Sungguh lucu melihat wajahnya semakin memerah setiap detiknya.
“U-waa… lihat i-ini semuanya!” Leyla terkikik gugup, “Bunga cantik telah mekar.” dia menyelesaikan dialognya dengan canggung, tergagap dalam dialognya, membuat Matthias bingung melihatnya menjadi berantakan di depan audiensi publik seperti itu.
Rasanya seolah-olah melihat seseorang yang lebih gugup daripada dirinya sendiri menambah rasa percaya diri anak-anak, dan permainan kembali dimulai, setiap anak semakin percaya diri dalam berjalan dan bertindak.
Meskipun dialognya pendek, Leyla sepertinya tidak bisa menemukan ketenangannya kapan pun tiba waktunya untuk menyampaikannya. Penonton terkikik, berusaha menahan rasa geli setiap kali tiba waktunya untuk berbicara.
Sungguh lucu melihat Leyla begitu canggung dan serius dalam tugasnya. Mereka berusaha untuk tidak tertawa terlalu banyak, sungguh!
Namun kemudian salah satu penonton tertawa terbahak-bahak saat Leyla mengucapkan sebuah kalimat, dan tiba-tiba sebuah bendungan jebol! Seluruh balai kota kemudian dipenuhi tawa riuh, akhirnya tak kuasa menahan diri. Bahkan neneknya, yang selama ini berusaha bersikap sehormat mungkin, ikut tertawa bersama orang banyak.
Matthias kembali menatap Leyla, kepalanya bertumpu pada buku-buku jarinya yang bertengger di sandaran lengan. Kepalanya dimiringkan saat dia menatap Leyla dengan wajah cemberut, hampir tidak terlihat dalam pencahayaan redup.
Anak itu akhirnya berhenti menangis, dan kini duduk sia-sia di samping Leyla, sambil mengibaskan tangannya ke atas dan ke bawah. Akhirnya, anak itu menatap ke arah gurunya, dan seolah berusaha mengucapkan terima kasih, dia melepas mahkota bunga di kepalanya dan meletakkannya secara miring di atas surai emas Leyla.
Sayangnya, usaha anak tersebut luput dari perhatian karena Leyla terlalu fokus membaca naskahnya.

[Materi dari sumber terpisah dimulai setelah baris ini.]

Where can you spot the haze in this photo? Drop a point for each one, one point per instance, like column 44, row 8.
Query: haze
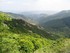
column 34, row 5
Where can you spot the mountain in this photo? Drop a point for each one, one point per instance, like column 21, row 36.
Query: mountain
column 19, row 36
column 59, row 15
column 59, row 26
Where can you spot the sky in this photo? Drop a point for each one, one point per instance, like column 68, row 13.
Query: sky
column 34, row 5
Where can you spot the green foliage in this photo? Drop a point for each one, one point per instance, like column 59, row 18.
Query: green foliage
column 18, row 36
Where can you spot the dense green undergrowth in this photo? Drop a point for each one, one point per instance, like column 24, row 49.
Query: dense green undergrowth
column 18, row 36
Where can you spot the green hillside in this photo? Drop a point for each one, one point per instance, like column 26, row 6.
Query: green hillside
column 18, row 36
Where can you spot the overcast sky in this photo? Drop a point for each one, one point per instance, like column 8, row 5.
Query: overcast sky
column 34, row 5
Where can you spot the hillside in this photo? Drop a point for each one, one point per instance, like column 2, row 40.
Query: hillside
column 59, row 15
column 59, row 26
column 19, row 36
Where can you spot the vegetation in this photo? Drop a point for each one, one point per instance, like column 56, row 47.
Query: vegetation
column 18, row 36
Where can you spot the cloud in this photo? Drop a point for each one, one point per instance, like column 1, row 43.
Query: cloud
column 28, row 5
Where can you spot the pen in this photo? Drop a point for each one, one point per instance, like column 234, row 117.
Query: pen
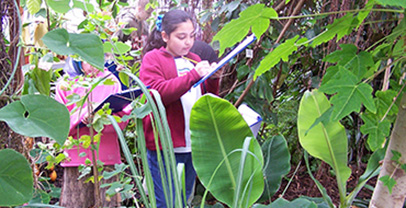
column 189, row 59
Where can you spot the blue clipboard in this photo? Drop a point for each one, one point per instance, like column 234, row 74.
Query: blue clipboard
column 227, row 58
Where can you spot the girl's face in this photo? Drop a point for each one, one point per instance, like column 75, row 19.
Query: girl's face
column 179, row 42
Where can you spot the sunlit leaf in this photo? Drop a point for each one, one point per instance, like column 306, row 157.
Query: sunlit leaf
column 388, row 182
column 326, row 141
column 15, row 178
column 117, row 48
column 349, row 94
column 60, row 6
column 88, row 7
column 400, row 3
column 218, row 131
column 33, row 6
column 277, row 164
column 36, row 116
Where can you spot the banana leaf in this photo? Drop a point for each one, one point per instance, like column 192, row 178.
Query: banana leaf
column 323, row 138
column 218, row 134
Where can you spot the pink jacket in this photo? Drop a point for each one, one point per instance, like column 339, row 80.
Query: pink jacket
column 158, row 71
column 109, row 149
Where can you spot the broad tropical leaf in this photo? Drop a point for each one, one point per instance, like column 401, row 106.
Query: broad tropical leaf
column 218, row 132
column 37, row 115
column 33, row 6
column 376, row 126
column 350, row 94
column 400, row 3
column 88, row 7
column 283, row 203
column 16, row 179
column 88, row 46
column 349, row 59
column 277, row 164
column 256, row 16
column 117, row 48
column 327, row 140
column 60, row 6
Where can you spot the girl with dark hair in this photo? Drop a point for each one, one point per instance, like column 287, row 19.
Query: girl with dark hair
column 169, row 67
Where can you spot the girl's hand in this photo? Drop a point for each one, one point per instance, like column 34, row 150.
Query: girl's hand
column 203, row 68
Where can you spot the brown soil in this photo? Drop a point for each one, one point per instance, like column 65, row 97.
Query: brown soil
column 302, row 184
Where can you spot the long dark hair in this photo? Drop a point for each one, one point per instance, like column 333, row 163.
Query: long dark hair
column 170, row 22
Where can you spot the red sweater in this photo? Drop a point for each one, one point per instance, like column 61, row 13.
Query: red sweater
column 158, row 71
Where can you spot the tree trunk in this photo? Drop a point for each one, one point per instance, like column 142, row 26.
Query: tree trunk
column 381, row 197
column 77, row 193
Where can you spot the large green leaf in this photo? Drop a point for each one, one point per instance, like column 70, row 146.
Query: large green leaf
column 60, row 6
column 401, row 3
column 349, row 94
column 218, row 132
column 16, row 181
column 348, row 57
column 88, row 7
column 37, row 115
column 326, row 140
column 256, row 16
column 118, row 47
column 33, row 6
column 283, row 203
column 88, row 46
column 277, row 164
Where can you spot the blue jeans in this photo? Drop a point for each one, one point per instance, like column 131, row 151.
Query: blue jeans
column 190, row 178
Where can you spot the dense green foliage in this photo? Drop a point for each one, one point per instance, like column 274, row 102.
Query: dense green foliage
column 343, row 61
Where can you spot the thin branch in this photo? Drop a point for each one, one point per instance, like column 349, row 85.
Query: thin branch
column 295, row 11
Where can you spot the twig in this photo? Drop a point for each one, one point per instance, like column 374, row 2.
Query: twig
column 296, row 10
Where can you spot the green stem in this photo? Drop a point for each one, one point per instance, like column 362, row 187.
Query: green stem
column 337, row 12
column 18, row 53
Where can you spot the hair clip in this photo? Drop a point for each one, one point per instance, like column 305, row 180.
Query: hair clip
column 159, row 23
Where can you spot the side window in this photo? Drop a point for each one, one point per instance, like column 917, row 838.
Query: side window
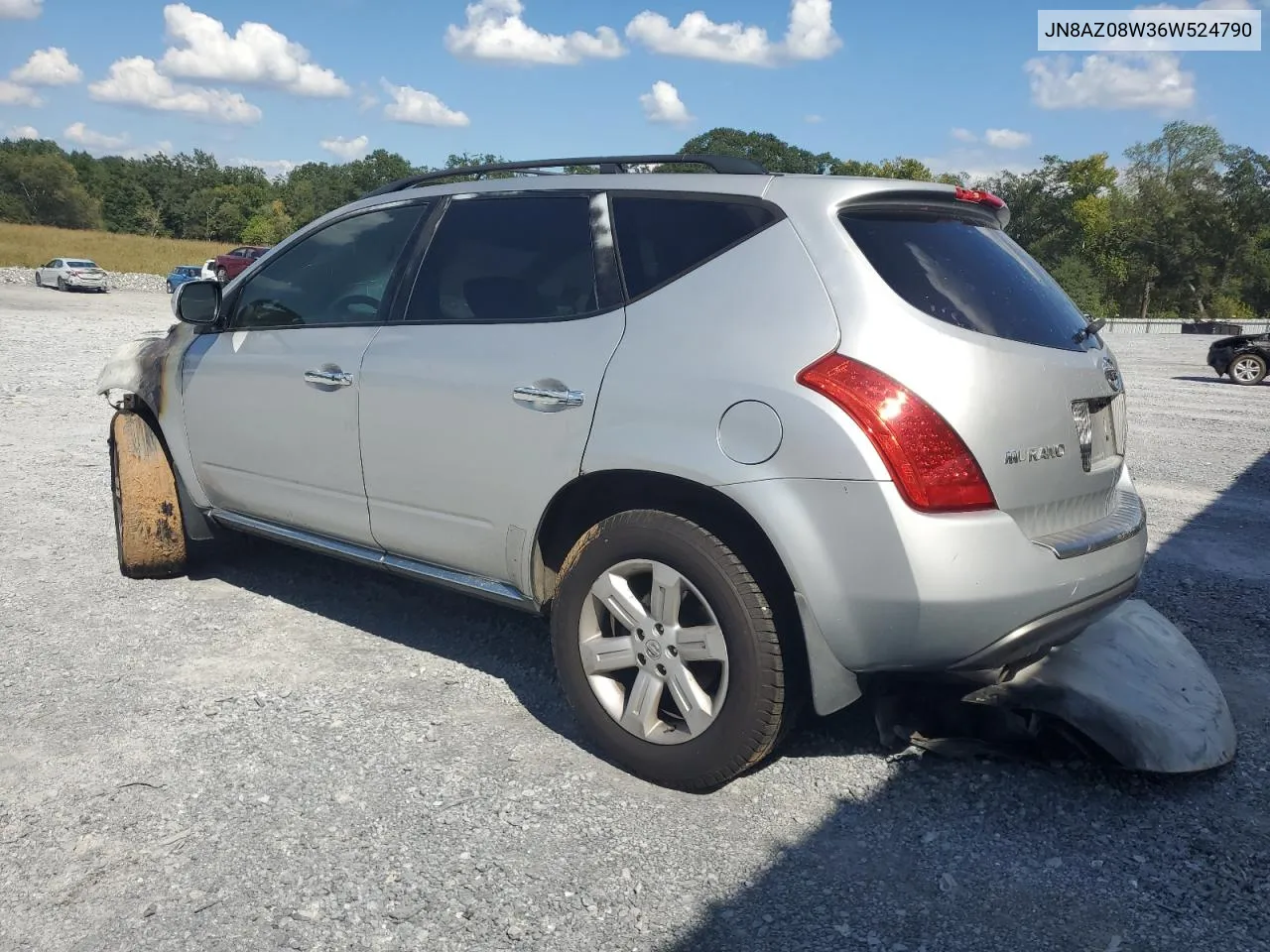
column 335, row 276
column 508, row 259
column 661, row 239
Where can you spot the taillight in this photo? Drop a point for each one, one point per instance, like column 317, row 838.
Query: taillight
column 970, row 194
column 933, row 468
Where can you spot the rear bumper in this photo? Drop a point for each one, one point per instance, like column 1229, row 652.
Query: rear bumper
column 893, row 589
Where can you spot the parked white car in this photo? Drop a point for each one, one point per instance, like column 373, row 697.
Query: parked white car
column 71, row 273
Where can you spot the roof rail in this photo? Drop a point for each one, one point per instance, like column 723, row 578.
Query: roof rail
column 721, row 164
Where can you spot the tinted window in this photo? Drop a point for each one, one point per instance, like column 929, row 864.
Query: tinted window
column 966, row 273
column 334, row 276
column 508, row 259
column 659, row 239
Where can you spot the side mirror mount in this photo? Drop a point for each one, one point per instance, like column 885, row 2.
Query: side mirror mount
column 197, row 301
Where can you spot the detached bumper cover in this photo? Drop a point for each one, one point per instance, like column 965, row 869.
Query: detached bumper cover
column 1133, row 684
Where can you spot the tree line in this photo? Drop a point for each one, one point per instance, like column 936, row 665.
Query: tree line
column 1180, row 229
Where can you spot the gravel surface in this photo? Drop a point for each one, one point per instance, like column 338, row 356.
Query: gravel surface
column 291, row 752
column 117, row 281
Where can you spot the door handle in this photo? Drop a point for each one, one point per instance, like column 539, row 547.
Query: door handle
column 544, row 399
column 327, row 379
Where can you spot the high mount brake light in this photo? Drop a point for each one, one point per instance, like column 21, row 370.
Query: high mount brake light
column 933, row 468
column 970, row 194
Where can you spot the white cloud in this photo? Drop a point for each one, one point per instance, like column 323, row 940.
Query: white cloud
column 810, row 36
column 21, row 9
column 81, row 135
column 1111, row 81
column 257, row 55
column 136, row 81
column 48, row 67
column 495, row 31
column 16, row 94
column 272, row 168
column 1006, row 139
column 345, row 149
column 421, row 108
column 1203, row 5
column 663, row 104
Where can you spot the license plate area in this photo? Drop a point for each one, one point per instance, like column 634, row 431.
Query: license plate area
column 1101, row 430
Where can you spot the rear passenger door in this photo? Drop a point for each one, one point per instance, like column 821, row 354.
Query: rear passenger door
column 476, row 405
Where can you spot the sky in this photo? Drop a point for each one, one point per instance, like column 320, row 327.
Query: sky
column 961, row 86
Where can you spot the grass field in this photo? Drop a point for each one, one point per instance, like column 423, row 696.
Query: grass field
column 30, row 245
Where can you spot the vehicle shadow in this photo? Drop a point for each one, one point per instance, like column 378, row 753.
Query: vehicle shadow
column 933, row 853
column 503, row 643
column 1023, row 855
column 1211, row 379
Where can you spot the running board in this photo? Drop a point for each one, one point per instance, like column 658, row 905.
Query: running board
column 488, row 589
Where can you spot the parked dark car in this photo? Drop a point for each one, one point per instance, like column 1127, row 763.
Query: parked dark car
column 182, row 273
column 230, row 264
column 1245, row 358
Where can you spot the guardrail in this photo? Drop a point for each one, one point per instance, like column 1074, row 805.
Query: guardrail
column 1133, row 325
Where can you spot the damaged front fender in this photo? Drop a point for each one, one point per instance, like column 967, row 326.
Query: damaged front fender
column 1134, row 685
column 137, row 370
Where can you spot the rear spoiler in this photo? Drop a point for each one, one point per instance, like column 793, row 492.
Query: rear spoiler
column 935, row 195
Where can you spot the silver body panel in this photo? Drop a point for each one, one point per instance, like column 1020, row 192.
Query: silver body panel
column 430, row 460
column 457, row 471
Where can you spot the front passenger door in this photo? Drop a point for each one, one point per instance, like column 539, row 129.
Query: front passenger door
column 271, row 402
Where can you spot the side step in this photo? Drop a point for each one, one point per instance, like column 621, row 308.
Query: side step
column 488, row 589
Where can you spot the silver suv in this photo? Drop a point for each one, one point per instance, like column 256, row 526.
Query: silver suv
column 742, row 436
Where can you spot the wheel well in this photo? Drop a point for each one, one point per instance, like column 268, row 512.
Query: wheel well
column 594, row 497
column 197, row 527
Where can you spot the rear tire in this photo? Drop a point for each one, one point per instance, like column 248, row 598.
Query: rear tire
column 1248, row 370
column 731, row 710
column 149, row 529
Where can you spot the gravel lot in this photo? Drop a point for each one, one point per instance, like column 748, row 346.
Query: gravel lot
column 296, row 753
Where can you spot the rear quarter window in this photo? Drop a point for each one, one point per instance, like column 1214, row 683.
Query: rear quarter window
column 966, row 273
column 661, row 239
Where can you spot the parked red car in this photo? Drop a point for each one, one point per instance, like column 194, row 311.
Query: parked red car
column 232, row 263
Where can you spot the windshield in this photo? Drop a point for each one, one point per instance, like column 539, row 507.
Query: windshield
column 966, row 273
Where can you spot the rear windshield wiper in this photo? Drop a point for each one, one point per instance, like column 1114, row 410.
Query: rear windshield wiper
column 1088, row 330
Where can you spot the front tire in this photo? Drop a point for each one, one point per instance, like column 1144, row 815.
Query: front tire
column 149, row 527
column 667, row 651
column 1248, row 370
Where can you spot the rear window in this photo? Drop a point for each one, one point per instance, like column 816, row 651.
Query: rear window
column 661, row 239
column 966, row 273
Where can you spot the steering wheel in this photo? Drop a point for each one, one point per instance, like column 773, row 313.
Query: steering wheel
column 349, row 301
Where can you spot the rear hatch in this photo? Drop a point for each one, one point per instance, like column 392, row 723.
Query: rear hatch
column 1000, row 350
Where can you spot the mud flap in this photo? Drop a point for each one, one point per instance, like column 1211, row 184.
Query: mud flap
column 1133, row 684
column 148, row 520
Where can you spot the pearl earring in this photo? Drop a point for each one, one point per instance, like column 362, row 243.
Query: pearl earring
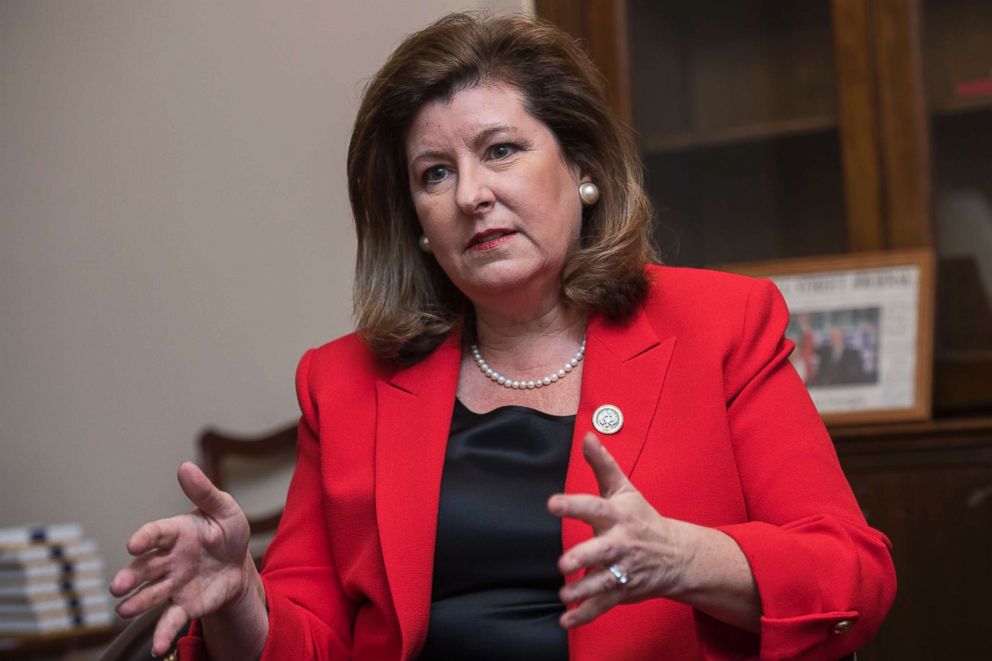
column 588, row 193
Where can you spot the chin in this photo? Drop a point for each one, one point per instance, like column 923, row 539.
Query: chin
column 503, row 280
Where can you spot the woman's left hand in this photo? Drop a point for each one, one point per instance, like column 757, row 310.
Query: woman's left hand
column 629, row 534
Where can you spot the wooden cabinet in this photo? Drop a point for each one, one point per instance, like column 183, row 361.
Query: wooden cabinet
column 787, row 128
column 928, row 486
column 774, row 128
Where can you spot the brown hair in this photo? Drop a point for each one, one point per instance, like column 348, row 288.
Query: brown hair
column 404, row 303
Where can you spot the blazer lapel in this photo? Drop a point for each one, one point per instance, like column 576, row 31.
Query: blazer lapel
column 625, row 365
column 413, row 421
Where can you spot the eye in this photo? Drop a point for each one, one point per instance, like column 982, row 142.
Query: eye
column 503, row 150
column 435, row 174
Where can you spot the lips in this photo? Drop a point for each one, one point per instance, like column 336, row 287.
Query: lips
column 489, row 238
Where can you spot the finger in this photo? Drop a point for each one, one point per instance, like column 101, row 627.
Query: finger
column 148, row 567
column 592, row 584
column 594, row 510
column 201, row 491
column 610, row 478
column 595, row 552
column 161, row 534
column 148, row 596
column 590, row 609
column 168, row 626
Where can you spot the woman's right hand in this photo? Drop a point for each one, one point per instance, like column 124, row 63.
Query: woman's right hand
column 198, row 562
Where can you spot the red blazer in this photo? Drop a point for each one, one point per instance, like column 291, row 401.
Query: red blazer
column 718, row 430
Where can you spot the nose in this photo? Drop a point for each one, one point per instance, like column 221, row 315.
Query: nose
column 473, row 193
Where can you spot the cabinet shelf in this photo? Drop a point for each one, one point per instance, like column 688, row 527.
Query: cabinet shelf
column 961, row 105
column 675, row 143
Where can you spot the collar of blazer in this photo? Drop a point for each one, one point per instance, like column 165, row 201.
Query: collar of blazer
column 625, row 365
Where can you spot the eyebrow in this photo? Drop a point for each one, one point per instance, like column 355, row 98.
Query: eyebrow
column 480, row 139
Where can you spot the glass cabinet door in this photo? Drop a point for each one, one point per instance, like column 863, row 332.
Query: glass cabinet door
column 735, row 108
column 957, row 66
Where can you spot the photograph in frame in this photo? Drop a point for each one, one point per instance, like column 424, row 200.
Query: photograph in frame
column 862, row 326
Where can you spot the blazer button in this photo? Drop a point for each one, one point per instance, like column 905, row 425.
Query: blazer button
column 607, row 419
column 842, row 627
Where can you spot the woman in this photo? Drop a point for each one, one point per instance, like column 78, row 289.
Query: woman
column 503, row 231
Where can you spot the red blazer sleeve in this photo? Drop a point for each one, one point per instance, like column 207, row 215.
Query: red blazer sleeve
column 825, row 578
column 310, row 617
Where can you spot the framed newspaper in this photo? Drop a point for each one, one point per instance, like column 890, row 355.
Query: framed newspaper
column 862, row 325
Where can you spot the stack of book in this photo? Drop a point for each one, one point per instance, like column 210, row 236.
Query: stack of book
column 51, row 580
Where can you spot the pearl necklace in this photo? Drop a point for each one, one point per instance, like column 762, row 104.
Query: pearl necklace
column 521, row 385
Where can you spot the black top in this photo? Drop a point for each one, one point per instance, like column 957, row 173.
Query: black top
column 496, row 578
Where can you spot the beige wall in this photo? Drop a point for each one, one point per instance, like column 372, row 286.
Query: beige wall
column 175, row 232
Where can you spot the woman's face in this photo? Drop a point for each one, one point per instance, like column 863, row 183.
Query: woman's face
column 493, row 193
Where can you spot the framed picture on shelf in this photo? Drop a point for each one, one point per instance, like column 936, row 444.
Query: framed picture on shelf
column 863, row 329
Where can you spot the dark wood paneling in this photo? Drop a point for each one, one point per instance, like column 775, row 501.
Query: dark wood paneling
column 928, row 486
column 858, row 113
column 601, row 26
column 905, row 145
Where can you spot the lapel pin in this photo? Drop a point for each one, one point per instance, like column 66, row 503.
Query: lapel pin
column 607, row 419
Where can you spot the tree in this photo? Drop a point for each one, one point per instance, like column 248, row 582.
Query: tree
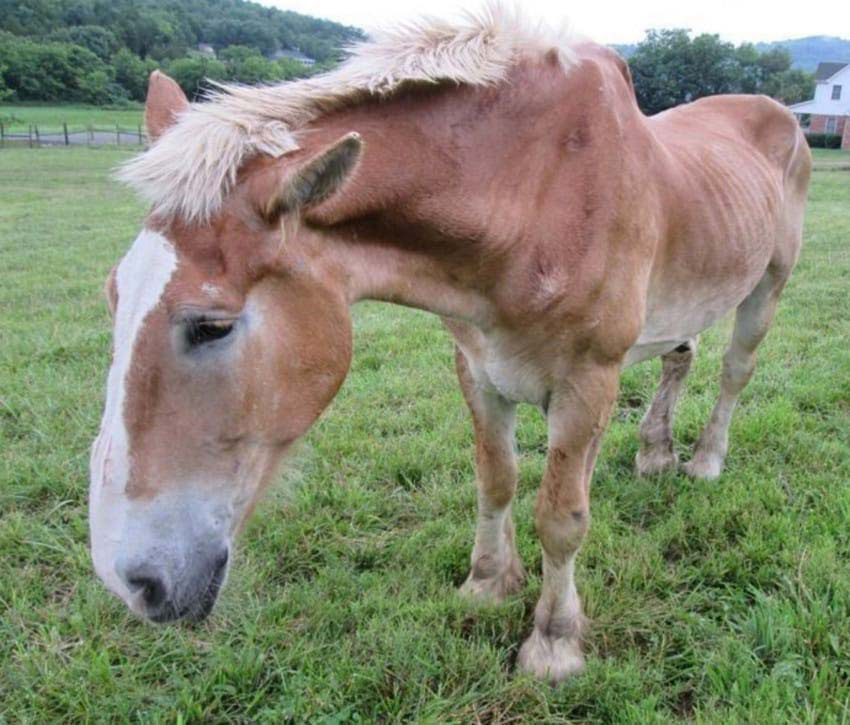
column 97, row 39
column 191, row 74
column 669, row 67
column 131, row 73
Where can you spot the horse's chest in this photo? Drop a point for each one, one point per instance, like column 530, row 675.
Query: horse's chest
column 512, row 370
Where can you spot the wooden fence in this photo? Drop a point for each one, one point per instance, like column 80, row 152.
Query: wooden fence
column 36, row 136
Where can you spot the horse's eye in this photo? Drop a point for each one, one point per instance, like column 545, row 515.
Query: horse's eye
column 200, row 331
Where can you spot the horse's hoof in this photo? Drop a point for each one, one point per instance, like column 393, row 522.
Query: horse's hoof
column 550, row 659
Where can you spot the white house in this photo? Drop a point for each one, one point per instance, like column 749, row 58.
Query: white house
column 830, row 108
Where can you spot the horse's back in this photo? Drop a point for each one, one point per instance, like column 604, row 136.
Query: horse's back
column 733, row 177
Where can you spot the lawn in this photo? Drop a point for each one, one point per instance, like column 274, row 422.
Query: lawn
column 715, row 602
column 17, row 118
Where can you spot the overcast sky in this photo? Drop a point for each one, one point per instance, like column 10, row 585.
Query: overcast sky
column 615, row 21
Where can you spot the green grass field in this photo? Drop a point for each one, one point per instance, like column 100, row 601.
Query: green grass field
column 715, row 602
column 16, row 118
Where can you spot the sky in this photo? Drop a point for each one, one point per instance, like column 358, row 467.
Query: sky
column 615, row 21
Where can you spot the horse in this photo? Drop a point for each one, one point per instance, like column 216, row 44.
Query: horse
column 488, row 170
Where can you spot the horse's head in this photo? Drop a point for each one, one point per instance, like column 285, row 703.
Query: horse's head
column 229, row 341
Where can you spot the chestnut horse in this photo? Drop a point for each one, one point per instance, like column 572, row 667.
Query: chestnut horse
column 491, row 172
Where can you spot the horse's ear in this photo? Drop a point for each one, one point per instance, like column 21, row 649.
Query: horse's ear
column 164, row 101
column 318, row 178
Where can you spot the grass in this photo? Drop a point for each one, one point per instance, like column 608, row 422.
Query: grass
column 17, row 118
column 714, row 602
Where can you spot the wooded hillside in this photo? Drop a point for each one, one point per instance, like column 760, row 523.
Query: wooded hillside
column 101, row 51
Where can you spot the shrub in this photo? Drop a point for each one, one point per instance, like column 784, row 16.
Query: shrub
column 824, row 140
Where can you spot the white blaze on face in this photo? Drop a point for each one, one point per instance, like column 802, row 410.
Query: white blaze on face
column 141, row 279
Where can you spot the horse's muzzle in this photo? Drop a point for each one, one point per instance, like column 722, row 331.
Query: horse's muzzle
column 162, row 597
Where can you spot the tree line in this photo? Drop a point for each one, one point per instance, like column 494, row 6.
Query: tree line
column 671, row 67
column 102, row 51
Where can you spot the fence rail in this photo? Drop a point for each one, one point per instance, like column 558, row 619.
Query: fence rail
column 36, row 136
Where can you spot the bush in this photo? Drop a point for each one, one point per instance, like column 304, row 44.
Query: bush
column 824, row 140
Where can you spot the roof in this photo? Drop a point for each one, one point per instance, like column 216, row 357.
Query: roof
column 825, row 71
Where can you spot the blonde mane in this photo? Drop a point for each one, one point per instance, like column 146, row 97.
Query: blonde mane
column 193, row 165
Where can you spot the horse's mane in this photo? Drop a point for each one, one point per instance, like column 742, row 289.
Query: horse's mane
column 190, row 168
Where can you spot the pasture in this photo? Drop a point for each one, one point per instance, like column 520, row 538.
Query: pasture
column 17, row 117
column 716, row 602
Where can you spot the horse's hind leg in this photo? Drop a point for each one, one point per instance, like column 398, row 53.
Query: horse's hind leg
column 656, row 452
column 496, row 567
column 752, row 321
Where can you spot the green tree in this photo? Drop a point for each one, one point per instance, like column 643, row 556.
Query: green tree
column 191, row 73
column 131, row 73
column 97, row 39
column 670, row 67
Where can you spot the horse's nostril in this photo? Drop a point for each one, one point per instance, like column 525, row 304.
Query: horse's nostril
column 153, row 589
column 221, row 562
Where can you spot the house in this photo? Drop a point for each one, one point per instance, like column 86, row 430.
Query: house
column 829, row 110
column 293, row 55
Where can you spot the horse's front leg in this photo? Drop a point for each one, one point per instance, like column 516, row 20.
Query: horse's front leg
column 496, row 567
column 577, row 417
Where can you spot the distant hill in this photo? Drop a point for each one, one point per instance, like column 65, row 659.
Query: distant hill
column 102, row 51
column 806, row 53
column 168, row 29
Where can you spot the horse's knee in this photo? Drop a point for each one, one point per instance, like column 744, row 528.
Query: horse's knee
column 561, row 533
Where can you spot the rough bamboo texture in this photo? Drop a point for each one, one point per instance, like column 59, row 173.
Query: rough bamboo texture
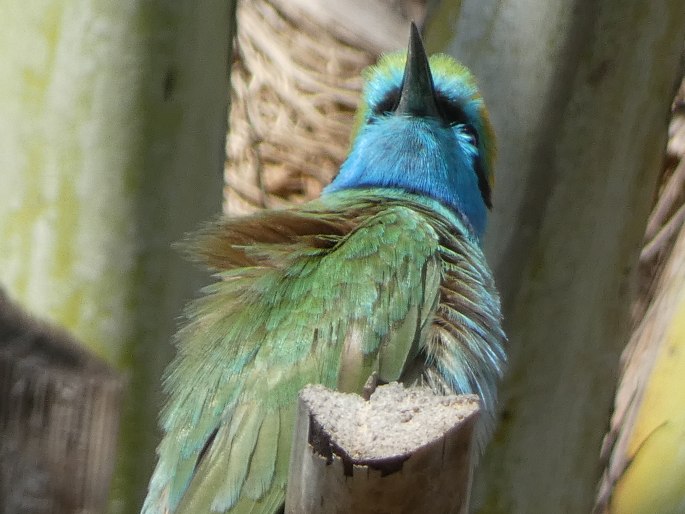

“I-ini pesta yang hebat! Ha ha ha!" Dia tertawa dramatis, tapi ekspresi tegas di wajahnya membuatnya lucu. "Aku sangat gembira!" Dia kemudian mendongak dan tersenyum malu-malu ke arah kerumunan.
Saat itulah, Matthias akhirnya mendengus sebelum tertawa bersama penonton. Wajah Leyla praktis sudah memerah, serasi dengan bunga mawar di mahkota bunganya, namun dia memaksakan diri untuk melanjutkan permainannya.
Matthias sudah bisa memprediksi bahwa dalam drama tersebut, penonton sangat menantikan kapan Leyla akan angkat bicara selanjutnya. Dan akibatnya, dia juga bisa memperkirakan bahwa di antara semua pertunjukan hari ini, drama dari kalangan bawah ini akan menjadi perbincangan di kota mulai malam ini.
Ketika pertunjukan akhirnya berakhir, dan Leyla akhirnya selesai dengan perannya, dia bergegas turun dari panggung, tersenyum sopan, namun dengan tergesa-gesa melewati tepuk tangan hangat penonton hanya untuknya. Matthias juga mendapati dirinya bertepuk tangan untuknya. Dia benar-benar terhibur oleh peri bunga cantik malam ini, yang akhirnya menjadi bintang pertunjukan.